8.Inconsistent Provisions
The Option granted hereby is subject to the provisions of the Plan. If any provision of this Agreement conflicts with a provision of the Plan, the Plan provision shall control.



9.Adjustments to Option
Appropriate adjustments shall be made to the number and class of Shares of Common Stock subject to the Option and to the exercise price in accordance with Section 13 of the Plan.
10.Termination of Option
The Committee, in its sole discretion, may terminate the Option. However, no termination may adversely affect the rights of the Optionee to the extent that the Option is currently vested on the date of such termination.
11.Treatment upon Death
The Optionee may elect to designate a beneficiary to exercise the Option following the Optionee’s death, but in the absence of such a designation, this right will devolve to whomever acquires the Option under the applicable laws of descent or distribution.
12.Notices
Any notice or communication required or permitted by any provision of this Agreement to be given to Optionee shall be in writing or by electronic means as set forth in Section 17 and, if in writing, shall be delivered personally or sent by certified mail, return receipt requested, addressed to the Optionee at the last address that the Company had for the Optionee on its records. Each party may, from time to time, by notice to the other party hereto, specify a new address for delivery of notices relating to this Option. Any such notice shall be deemed to be given as of the date such notice is personally delivered or properly mailed or electronically delivered to the Optionee.
13.Modifications
This Agreement may be modified or amended at any time, provided that the Optionee must consent in writing or by electronic means to any modification that adversely alters or impairs any vested rights or obligations under this Option.
14.Headings
Section and other headings contained in this Option Agreement are for reference purposes only and are not intended to describe, interpret, define or limit the scope or intent of this Option or any provision hereof.
15.Severability
Every provision of this Option and of the Plan is intended to be severable. If any term hereof is illegal or invalid for any reason, such illegality or invalidity shall not affect the validity or legality of the remaining terms of this Award Agreement.



16.Governing Law
The laws of the State of Louisiana shall govern the validity of this Award Agreement, the construction of its terms, and the interpretation of the rights and duties of the parties hereto.
17. Electronic Delivery; Acceptance of Agreement
17.1    IBKC may, in its sole discretion, deliver any documents related to the Optionee’s current or future participation in the Plan by electronic means or request the Optionee’s consent to participate in the Plan by electronic means. By accepting the terms of this Agreement, the Optionee hereby consents to receive such documents by electronic delivery and agrees to participate in the Plan through an on-line or electronic system established and maintained by IBKC or a third party designated by IBKC.
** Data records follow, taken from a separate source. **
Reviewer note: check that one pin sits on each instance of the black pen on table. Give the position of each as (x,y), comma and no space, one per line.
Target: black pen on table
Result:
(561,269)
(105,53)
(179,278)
17.2    The Optionee must expressly accept the terms and conditions of this Agreement by electronically accepting this Agreement in a timely manner. If the Optionee does not accept the terms of this Agreement, this Option Award is subject to cancellation.

* * * * * * * * * * * * *

By clicking the “Accept” button, the Optionee represents that he or she is familiar with the terms and provisions of the Plan, and hereby accepts this Agreement subject to all of the terms and provisions thereof. The Optionee has reviewed the Plan and this Agreement in their entirety and fully understands all provisions of this Agreement. The Optionee agrees to accept as binding, conclusive and final all decisions or interpretations of the Committee upon any questions arising under the Plan or this Agreement.